Housing Finance Interest rates may not fall

rbiBy Accommodation Times News Services

RBI in its regular exercise to control the economy have reduced Repo Rates. 

On the basis of an assessment of the current and evolving macroeconomic situation, it has been decided to:

  • reduce the policy repo rate under the liquidity adjustment facility (LAF) by 50 basis points from 7.25 per cent to 6.75 per cent with immediate effect;
  • keep the cash reserve ratio (CRR) of scheduled banks unchanged at 4.0 per cent of net demand and time liability (NDTL);
  • continue to provide liquidity under overnight repos at 0.25 per cent of bank-wise NDTL at the LAF repo rate and liquidity under 14-day term repos as well as longer term repos of up to 0.75 per cent of NDTL of the banking system through auctions; and
  • continue with daily variable rate repos and reverse repos to smooth liquidity.

Consequently, the reverse repo rate under the LAF stands adjusted to 5.75 per cent, and the marginal standing facility (MSF) rate and the Bank Rate to 7.75 per cent.

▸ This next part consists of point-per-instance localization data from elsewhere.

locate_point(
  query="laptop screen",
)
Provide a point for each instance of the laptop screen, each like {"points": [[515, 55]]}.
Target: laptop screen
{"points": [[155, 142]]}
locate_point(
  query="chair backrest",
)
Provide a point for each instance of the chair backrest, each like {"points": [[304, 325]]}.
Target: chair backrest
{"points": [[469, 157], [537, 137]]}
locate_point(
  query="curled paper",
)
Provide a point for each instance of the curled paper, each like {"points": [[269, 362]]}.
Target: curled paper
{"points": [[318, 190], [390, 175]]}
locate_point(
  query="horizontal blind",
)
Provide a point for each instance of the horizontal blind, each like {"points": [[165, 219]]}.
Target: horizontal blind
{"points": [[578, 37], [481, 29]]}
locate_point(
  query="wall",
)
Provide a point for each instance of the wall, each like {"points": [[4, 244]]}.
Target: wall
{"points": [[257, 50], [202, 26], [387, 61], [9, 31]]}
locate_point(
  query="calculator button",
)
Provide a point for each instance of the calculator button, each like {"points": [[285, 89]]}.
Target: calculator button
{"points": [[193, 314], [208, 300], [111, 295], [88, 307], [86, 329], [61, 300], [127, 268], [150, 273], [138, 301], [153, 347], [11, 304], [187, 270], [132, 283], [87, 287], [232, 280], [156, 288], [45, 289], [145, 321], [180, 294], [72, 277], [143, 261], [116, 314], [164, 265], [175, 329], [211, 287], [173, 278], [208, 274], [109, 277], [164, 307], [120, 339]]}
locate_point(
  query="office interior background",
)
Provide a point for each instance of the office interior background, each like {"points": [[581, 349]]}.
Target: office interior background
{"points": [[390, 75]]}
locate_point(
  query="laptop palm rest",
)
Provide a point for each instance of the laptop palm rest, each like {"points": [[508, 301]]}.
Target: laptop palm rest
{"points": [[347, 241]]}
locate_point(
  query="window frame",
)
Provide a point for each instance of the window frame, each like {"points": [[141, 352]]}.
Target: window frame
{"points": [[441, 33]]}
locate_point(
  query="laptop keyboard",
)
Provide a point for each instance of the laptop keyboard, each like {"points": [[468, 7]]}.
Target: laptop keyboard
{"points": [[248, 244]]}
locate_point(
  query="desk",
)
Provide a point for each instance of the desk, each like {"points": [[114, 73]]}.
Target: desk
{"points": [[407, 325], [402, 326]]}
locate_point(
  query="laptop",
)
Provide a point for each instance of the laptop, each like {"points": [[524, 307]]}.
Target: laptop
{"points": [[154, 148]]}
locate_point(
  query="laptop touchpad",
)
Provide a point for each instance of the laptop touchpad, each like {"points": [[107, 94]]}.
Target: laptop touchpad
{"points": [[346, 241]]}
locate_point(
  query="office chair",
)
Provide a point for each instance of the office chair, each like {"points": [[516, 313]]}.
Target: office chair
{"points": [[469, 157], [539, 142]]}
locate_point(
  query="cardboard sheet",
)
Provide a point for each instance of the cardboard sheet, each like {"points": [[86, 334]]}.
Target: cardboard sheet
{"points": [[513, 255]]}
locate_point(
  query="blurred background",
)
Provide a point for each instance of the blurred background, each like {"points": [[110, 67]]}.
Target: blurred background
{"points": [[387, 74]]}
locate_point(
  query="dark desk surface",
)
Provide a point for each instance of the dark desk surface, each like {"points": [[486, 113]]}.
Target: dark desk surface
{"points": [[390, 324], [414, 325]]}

However, housing Finance companies and NBFC engaged in the housing finance business may not reduce it since it is indicative and not an mandate by RBI. In the past when in spite of RBI warning banks and NBFI to reduce interest on home loans, housing financier institutes have been keep it high to make greater profits. Though the Apex bank have relaxed Repo Rates on which banks can borrow from RBI, Banks are rich in funds and own funds and now ECB, can sustain at current level of Housing Finance interest. It is indirectly cartel to not to reduce housing finance interest.

Real Estate Industry though celebrating RBI move, in practice, the advantage may not be passed on to borrowers or even if it is passed , it will be negligible reduction in EMI. Or they will use it for phonic offers, may be for first two to three years for new clients only.